If script_template.py is run as a standalone program at the command line then __name__ == '__main__' is true, so the program uses argparse to create an argument parser. It then specifies that it expects two command-line arguments: and input filename (infile) and output filename (outfile). The program uses parse_args() to parse the actual command-line arguments given by the user and stores the result in a variable called args, which it passes to main. That function can then get the values using the names specified in the parser.add_argument calls.

Specifying Types

We have passed type=str to add_argument to tell argparse that we want infile and outfile to be treated as strings. str is not quoted because it is not a string itself: instead, it is the built-in Python function that converts things to strings. As we will see below, we can pass in other functions like int if we want arguments converted to numbers.

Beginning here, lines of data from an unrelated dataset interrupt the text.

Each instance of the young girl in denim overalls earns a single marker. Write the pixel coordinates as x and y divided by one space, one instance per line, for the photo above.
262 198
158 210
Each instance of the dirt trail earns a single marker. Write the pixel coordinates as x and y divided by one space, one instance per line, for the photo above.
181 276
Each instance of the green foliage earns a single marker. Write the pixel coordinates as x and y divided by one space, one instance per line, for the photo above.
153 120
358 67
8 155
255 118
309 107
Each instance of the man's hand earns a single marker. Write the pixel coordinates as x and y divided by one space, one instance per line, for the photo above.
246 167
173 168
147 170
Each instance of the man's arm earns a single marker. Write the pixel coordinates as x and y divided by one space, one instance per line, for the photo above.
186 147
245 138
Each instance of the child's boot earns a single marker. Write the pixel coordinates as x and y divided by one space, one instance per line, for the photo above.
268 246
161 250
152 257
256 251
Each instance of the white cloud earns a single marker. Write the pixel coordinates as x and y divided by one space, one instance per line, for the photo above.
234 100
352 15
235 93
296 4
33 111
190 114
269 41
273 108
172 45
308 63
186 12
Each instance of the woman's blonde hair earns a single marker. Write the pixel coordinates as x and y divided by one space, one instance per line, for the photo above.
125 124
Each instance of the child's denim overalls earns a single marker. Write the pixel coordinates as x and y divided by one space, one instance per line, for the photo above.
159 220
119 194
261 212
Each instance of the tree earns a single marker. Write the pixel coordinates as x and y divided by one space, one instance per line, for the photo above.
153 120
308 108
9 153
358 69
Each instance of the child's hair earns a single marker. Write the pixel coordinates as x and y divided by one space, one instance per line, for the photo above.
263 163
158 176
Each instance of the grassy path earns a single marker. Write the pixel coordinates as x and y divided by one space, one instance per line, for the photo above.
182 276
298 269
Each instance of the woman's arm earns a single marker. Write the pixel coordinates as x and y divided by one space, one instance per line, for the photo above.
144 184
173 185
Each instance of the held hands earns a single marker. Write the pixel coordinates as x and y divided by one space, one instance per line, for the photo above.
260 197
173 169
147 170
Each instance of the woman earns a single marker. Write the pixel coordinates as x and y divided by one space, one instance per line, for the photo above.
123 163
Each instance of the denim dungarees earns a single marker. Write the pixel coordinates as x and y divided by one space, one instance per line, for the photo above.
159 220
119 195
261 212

If we run script_template.py at the command line the output shows us that argparse has successfully handled the arguments:

$ python script_template.py in.csv out.png
Input file: in.csv
Output file: out.png

It also displays an error message if we give the program invalid arguments:

$ python script_template.py in.csv
usage: script_template.py [-h] infile outfile
script_template.py: error: the following arguments are required: outfile

Finally, it automatically generates help information (which we can get using the -h option):

$ python script_template.py -h
usage: script_template.py [-h] infile outfile

One-line description of what the script does.

positional arguments:
  infile      Input file name
  outfile     Output file name

optional arguments:
  -h, --help  show this help message and exit

4.3 Documentation

Our template is a good starting point, but we can make one improvement right away. To start, let’s write a function that doubles a number, but add a bit of documentation:

def double(num):
    'Double the input.'
    return 2 * num

The first line of this function is a string that isn’t assigned to a variable. Such a string is called a documentation string, or docstring for short. If we call our function it does what we expect:

double(3)
6

However, we can also ask for the function’s documentation, which is stored in double.__doc__:

double.__doc__
'Double the input.'

Python creates the variable __doc__ automatically for every function, just as it creates the variable __name__ for every file. If we don’t write a docstring for a function, __doc__’s value is an empty string. We can put whatever text we want into a function’s docstring, but it is usually used to provide online documentation.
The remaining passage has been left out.